I have a gz
file which I downloaded from here, using HTTP
. Now I want to read the xlsx
file contained in the gz
file and convert it to a DataFrame
. I tried this:
julia> using HTTP, XLSX, DataFrames, GZip
julia> file = HTTP.get("http://www.tsetmc.com/tsev2/excel/IntraDayPrice.aspx?i=35425587644337450&m=30")
julia> write("c:/users/shayan/desktop/file.xlsx.gz", file.body);
julia> df = GZip.open("c:/users/shayan/desktop/file.xlsx.gz", "r") do io
XLSX.readxlsx(io)
end
But this throws a MethodError
:
ERROR: MethodError: no method matching readxlsx(::GZipStream)
Closest candidates are:
readxlsx(::AbstractString) at C:\Users\Shayan\.julia\packages\XLSX\FFzH0\src\read.jl:37
Stacktrace:
[1] (::var"#23#24")(io::GZipStream)
@ Main c:\Users\Shayan\Documents\Python Scripts\test.jl:15
[2] gzopen(::var"#23#24", ::String, ::String)

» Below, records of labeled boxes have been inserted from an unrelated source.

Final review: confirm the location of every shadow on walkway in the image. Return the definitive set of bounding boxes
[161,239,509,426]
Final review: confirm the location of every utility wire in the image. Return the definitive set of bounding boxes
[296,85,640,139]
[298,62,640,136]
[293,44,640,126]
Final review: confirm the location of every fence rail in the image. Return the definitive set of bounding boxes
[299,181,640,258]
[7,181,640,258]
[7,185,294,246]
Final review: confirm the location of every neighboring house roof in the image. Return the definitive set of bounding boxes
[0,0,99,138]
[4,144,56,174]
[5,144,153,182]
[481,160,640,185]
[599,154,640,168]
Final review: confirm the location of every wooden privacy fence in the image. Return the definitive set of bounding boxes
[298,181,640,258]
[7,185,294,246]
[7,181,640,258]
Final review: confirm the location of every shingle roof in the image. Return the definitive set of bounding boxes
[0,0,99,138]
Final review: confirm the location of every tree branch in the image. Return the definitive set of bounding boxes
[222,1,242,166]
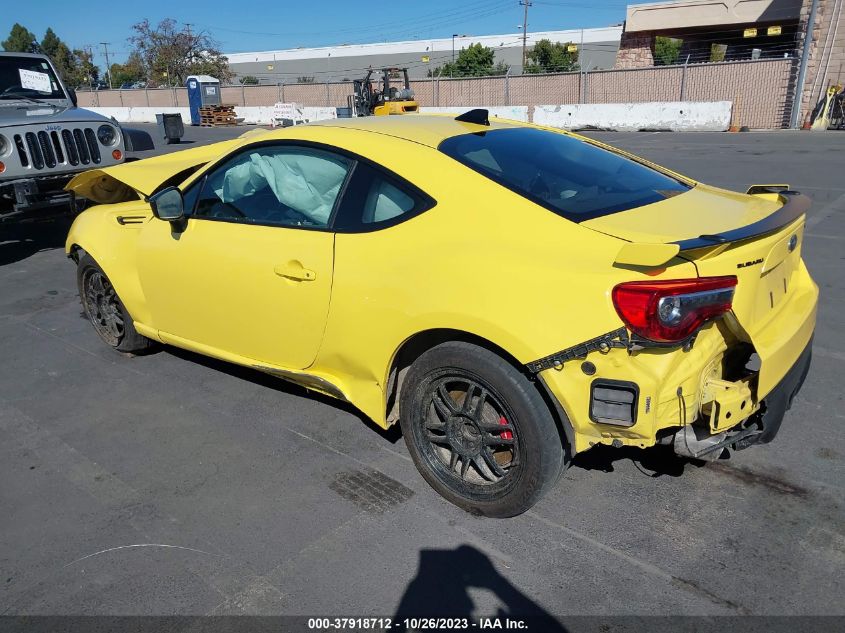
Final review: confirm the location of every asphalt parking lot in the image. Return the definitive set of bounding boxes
[0,123,845,616]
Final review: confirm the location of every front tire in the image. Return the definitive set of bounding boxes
[399,342,565,517]
[76,253,154,354]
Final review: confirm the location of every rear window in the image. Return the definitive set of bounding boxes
[439,128,690,222]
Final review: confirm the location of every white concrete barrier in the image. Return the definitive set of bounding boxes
[86,106,337,125]
[534,101,731,132]
[420,106,528,122]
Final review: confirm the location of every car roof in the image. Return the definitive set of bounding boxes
[309,114,522,147]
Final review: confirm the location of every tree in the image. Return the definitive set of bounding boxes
[428,43,509,77]
[523,39,578,73]
[41,27,67,59]
[654,35,684,66]
[3,22,38,53]
[110,51,147,87]
[129,18,234,85]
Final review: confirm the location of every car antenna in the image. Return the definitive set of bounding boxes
[455,108,490,126]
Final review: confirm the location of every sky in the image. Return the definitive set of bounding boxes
[0,0,626,67]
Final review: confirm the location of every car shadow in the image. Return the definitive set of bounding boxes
[164,340,402,444]
[392,545,566,633]
[0,218,73,266]
[572,444,707,477]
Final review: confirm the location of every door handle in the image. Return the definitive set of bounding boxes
[273,260,317,281]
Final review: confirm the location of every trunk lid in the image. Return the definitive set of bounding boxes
[582,185,812,394]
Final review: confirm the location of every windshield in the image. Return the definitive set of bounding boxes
[439,127,690,222]
[0,55,67,99]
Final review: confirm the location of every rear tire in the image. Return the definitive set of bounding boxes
[76,253,154,354]
[399,342,566,517]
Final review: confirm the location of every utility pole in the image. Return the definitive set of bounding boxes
[519,0,531,74]
[100,42,112,90]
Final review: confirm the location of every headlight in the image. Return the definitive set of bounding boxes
[97,125,117,145]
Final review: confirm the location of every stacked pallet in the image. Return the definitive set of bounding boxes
[200,105,240,127]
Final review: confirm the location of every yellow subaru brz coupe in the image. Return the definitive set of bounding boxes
[67,110,818,517]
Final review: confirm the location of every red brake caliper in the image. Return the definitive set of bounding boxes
[499,416,513,440]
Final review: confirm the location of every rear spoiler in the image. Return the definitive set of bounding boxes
[672,189,810,251]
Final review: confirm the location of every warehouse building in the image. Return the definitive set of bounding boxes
[226,26,622,84]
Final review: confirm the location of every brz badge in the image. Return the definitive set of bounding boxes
[736,257,763,268]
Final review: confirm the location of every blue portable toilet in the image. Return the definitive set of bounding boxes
[185,75,220,125]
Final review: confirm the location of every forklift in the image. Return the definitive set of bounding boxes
[349,68,419,116]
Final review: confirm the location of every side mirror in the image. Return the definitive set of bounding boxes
[150,187,185,224]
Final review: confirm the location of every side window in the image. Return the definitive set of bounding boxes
[186,145,351,228]
[335,162,433,232]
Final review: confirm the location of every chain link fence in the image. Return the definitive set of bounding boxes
[79,58,796,128]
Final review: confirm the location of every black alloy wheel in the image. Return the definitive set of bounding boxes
[399,341,568,517]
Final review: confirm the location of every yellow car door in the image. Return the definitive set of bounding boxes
[138,143,351,369]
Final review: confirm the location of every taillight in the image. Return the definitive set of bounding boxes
[613,276,736,343]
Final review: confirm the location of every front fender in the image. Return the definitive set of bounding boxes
[65,200,152,323]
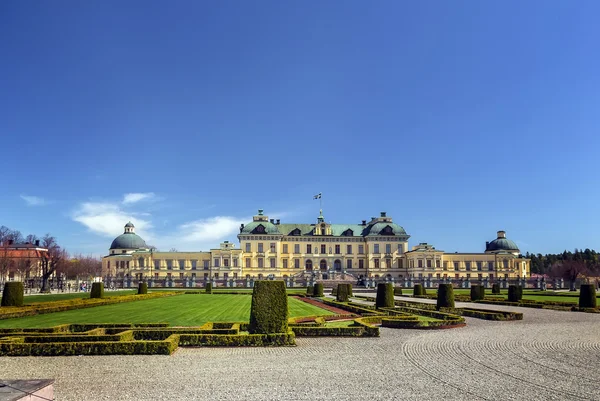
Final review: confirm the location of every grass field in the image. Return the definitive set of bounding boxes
[0,294,333,328]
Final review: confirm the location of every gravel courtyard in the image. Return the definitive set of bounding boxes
[0,304,600,401]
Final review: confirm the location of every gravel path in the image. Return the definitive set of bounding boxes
[0,305,600,401]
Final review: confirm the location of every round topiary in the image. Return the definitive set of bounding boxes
[576,284,597,308]
[90,283,104,298]
[2,281,23,306]
[436,284,454,310]
[335,284,348,302]
[313,283,323,297]
[508,285,523,302]
[375,283,394,308]
[248,280,289,334]
[413,284,425,297]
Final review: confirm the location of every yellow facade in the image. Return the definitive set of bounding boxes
[103,210,530,280]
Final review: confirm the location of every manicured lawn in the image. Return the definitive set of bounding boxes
[0,294,332,328]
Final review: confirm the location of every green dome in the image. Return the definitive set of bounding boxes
[240,221,281,234]
[110,233,148,249]
[368,222,406,235]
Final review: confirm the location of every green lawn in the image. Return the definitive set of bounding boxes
[0,294,333,328]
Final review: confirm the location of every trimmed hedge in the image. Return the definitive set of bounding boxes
[248,280,288,334]
[2,281,23,306]
[413,284,427,296]
[508,285,523,302]
[375,283,394,308]
[313,283,324,297]
[436,284,454,310]
[90,283,104,298]
[576,284,597,308]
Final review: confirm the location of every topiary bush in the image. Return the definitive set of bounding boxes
[313,283,323,297]
[576,284,597,308]
[375,283,394,308]
[508,285,523,302]
[90,283,104,298]
[248,280,288,334]
[413,284,425,296]
[2,281,23,306]
[335,284,348,302]
[492,283,500,294]
[436,284,454,310]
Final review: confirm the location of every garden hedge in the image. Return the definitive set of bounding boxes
[579,284,597,308]
[2,281,23,306]
[508,285,523,302]
[90,283,104,298]
[248,280,288,334]
[436,284,454,310]
[313,283,323,297]
[375,283,394,308]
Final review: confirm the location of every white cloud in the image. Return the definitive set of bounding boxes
[123,192,154,205]
[21,195,46,206]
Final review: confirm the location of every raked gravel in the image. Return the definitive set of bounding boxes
[0,296,600,401]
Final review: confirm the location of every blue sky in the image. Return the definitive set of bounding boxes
[0,0,600,255]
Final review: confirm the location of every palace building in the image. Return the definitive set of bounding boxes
[102,209,530,280]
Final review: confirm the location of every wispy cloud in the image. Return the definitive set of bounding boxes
[123,192,154,205]
[21,195,46,206]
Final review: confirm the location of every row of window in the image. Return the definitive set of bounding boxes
[246,242,404,255]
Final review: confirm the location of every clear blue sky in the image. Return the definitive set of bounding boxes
[0,0,600,255]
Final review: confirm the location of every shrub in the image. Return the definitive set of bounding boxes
[248,280,288,334]
[576,284,597,308]
[90,283,104,298]
[2,281,23,306]
[375,283,394,308]
[413,284,426,296]
[335,284,348,302]
[508,285,523,302]
[436,284,454,310]
[313,283,323,297]
[471,285,485,301]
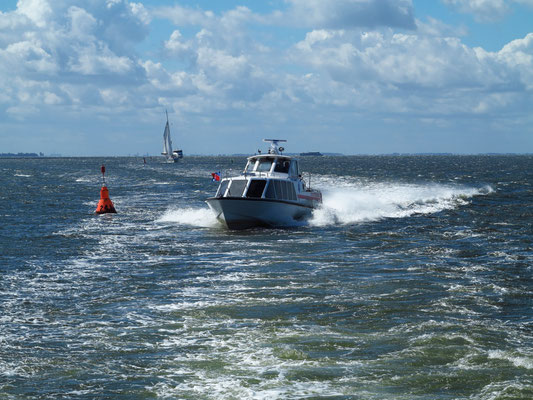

@ GZip C:\Users\Shayan\.julia\packages\GZip\JNmGn\src\GZip.jl:269
[3] open(::Function, ::Vararg{Any})
@ GZip C:\Users\Shayan\.julia\packages\GZip\JNmGn\src\GZip.jl:265
[4] top-level scope
@ c:\Users\Shayan\Documents\Python Scripts\test.jl:14
CodePudding user response:
XLSX.jl does not work on streams. So you would need to ungzip the file to some temporary location and then read it.
tname = tempname() * ".xlsx"
GZip.open("c://temp//journals.xlsx.gz", "r") do io
open(tname, "w") do out
write(out, read(io))
end
end
df = XLSX.readxlsx(tname)